Oracle of the last say ~20 years has turned into a coward of a company in that
they do not really invent but instead "copy", purchase (to remove from market)
and spend large amounts of money trying to discredit other good technology.
When they do buy things, they generally move it into the realm of the Oracle
sphere which means they over price everything, remove as much as possible from
the open market and require you pay for services to try and configure and
install it. They try to paywall everything possible to extract every penny
possible. You do have to hand it to them in one way, they have created a cash
machine, even if many of us think it should crumble. I am not against them
making money from things the create or purchase, but I am against the
unscrupulous ways in which they do it.

When I was running my consulting firm we had a large Fortune 500 client where
we were brought in to modernize their supply chain and backend systems. It
took us around a year and a half total and we touched almost every system in
their business. That timeframe includes closing the deal, documentation etc.
It was a very very large system overall, of which we provided the core
components and helped other integration people along as well as some of their
own staff (so not easy). Well about 6-7 months before we were hired to do that
major project, the company had brought in Oracle Financials to replace their
accounting and financial modeling, reporting & compliance tools. When we
wrapped up and left, Oracle STILL hadn't deployed a complete and successful,
working solution beyond some small components after 2 years of efforts. Yes,
the database was installed, yea the software was mostly installed, but the
client couldn't use it to run their business and there were talks of legal
getting involved every day. All the while Oracle kept charging more and more
in consulting fees and increasing license costs.
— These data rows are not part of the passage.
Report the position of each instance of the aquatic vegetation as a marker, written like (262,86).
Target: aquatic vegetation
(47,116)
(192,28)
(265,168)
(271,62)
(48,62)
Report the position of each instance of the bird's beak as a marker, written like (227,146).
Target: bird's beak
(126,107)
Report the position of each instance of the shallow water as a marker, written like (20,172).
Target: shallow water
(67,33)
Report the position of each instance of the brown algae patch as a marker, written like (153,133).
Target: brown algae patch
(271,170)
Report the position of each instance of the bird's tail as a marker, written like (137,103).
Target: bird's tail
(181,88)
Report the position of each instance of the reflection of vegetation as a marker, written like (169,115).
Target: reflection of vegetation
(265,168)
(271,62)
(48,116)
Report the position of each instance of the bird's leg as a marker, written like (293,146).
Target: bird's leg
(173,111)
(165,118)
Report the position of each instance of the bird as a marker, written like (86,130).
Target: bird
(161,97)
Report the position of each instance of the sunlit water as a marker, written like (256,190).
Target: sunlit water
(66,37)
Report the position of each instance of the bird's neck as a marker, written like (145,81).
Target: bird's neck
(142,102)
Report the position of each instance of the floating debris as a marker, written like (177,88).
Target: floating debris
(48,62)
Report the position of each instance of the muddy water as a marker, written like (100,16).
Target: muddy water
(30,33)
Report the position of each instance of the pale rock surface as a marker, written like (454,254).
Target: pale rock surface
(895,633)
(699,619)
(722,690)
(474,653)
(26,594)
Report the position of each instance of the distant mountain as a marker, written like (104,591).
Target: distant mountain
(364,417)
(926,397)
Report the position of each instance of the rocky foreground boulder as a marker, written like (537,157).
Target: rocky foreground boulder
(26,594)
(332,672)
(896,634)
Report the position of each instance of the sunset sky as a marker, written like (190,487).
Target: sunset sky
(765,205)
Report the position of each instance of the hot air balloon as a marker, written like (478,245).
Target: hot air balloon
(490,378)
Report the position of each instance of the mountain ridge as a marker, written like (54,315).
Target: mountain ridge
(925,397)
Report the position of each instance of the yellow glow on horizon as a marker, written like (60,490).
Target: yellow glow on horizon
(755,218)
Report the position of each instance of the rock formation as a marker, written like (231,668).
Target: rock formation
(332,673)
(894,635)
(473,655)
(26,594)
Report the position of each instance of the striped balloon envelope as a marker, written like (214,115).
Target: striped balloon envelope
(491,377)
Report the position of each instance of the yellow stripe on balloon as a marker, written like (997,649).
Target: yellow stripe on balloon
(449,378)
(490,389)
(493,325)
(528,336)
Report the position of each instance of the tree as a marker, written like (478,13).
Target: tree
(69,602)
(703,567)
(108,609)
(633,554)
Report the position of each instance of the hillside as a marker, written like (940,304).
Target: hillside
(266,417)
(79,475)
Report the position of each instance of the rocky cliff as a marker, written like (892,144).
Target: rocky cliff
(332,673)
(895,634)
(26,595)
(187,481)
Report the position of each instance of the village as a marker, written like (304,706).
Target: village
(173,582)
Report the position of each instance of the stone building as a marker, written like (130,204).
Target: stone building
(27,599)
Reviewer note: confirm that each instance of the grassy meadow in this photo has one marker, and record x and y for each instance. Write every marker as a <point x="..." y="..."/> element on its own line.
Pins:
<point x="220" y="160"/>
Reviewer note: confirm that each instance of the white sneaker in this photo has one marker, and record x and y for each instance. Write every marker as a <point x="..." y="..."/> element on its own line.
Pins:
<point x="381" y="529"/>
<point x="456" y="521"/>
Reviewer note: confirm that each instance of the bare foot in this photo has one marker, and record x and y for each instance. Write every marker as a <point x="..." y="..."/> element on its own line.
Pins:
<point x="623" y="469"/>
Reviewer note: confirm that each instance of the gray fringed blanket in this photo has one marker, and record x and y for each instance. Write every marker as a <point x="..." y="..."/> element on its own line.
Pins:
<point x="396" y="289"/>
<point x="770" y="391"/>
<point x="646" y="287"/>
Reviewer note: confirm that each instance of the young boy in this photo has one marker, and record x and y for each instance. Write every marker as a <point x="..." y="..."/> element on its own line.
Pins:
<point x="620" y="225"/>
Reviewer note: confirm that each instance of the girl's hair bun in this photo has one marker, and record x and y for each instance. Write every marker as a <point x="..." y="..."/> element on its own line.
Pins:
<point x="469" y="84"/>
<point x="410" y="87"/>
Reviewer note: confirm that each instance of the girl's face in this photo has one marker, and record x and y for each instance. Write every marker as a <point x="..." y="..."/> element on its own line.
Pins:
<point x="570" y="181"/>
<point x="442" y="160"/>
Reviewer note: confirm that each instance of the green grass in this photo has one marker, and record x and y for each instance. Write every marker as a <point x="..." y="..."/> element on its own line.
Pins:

That is one instance of a pattern I have seen over 20+ years from Oracle. They
are just not a good company, they work to trap clients in relatively one sided
agreements with lofty promises but then fail to deliver in almost every case.

I do know quite a few engineers that work (or have worked) at Oracle and at
least of the ones I know they are highly intelligent and very capable people
(that generally are paid handsomely, e.g. golden handcuffs of sort). IMO
Oracle's product problems are not because of a lack of talent or capability
but one of the business intentionally complicating things (with bureaucracy
and poor planning) to the point that no one can deliver on the promises made.